For those of us old enough, there was a time when physically traveling to a video store was just about the only way to find and watch movies that weren't in the movie theaters. Blockbuster had walls of the newest releases, small stores had almost-random assortments of titles, independent stores often had obscure and foreign films, and "be kind -- rewind" was a well-known instruction. But how did these stores affect filmmakers? What did they mean for the movie industry, what led to their disappearances, and is there absence a good or bad thing? Tom Roston assembled over twenty people involved in the film industry and spliced together their interviews in I Lost It at the Video Store: A Filmmakers' Oral History of a Vanished Era.
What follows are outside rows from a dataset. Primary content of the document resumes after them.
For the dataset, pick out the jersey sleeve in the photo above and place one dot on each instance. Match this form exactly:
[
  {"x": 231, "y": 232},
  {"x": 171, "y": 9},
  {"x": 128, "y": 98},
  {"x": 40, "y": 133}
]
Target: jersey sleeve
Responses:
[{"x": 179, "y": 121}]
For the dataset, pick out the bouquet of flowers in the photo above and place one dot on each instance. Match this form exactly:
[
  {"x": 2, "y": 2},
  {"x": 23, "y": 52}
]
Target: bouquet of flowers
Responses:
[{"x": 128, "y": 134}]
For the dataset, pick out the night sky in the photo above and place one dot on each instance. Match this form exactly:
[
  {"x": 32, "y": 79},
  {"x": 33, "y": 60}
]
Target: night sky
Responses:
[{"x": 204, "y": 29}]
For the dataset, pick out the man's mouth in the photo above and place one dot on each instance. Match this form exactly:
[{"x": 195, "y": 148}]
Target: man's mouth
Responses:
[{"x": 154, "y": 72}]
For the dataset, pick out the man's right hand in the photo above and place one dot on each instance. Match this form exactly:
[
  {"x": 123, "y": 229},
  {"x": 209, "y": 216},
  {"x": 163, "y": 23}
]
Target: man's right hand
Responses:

This book has Roston's interview subjects chatting about their experiences clerking in video stores, explaining the business side of the direct-to-video market, sharing stories about their favorite video stores, exploring how watching movies on VHS enabled and affected their own films, and what ultimately killed the video store -- and what followed after its demise. While a few chapters are monopolized by their subject -- one is nothing but Kevin Smith, another is all about Reservoir Dogs -- most of the book consists of a few sentences or paragraphs from the interview subjects, put together in a semblance of a conversation.
There are times I Lost It at the Video Store would have benefited from simply letting its subjects talk uninterrupted instead of mixing their thoughts together. That said, I really enjoyed this book. It supplies a first-hand look back at a now-vanished, once-dominant place that had its own culture and impact on many greats in cinema, as well as thoughtful disagreement on whether its vanishing is for better or worse. This is an informative and entertaining look back at the virtually extinct place that was the video store.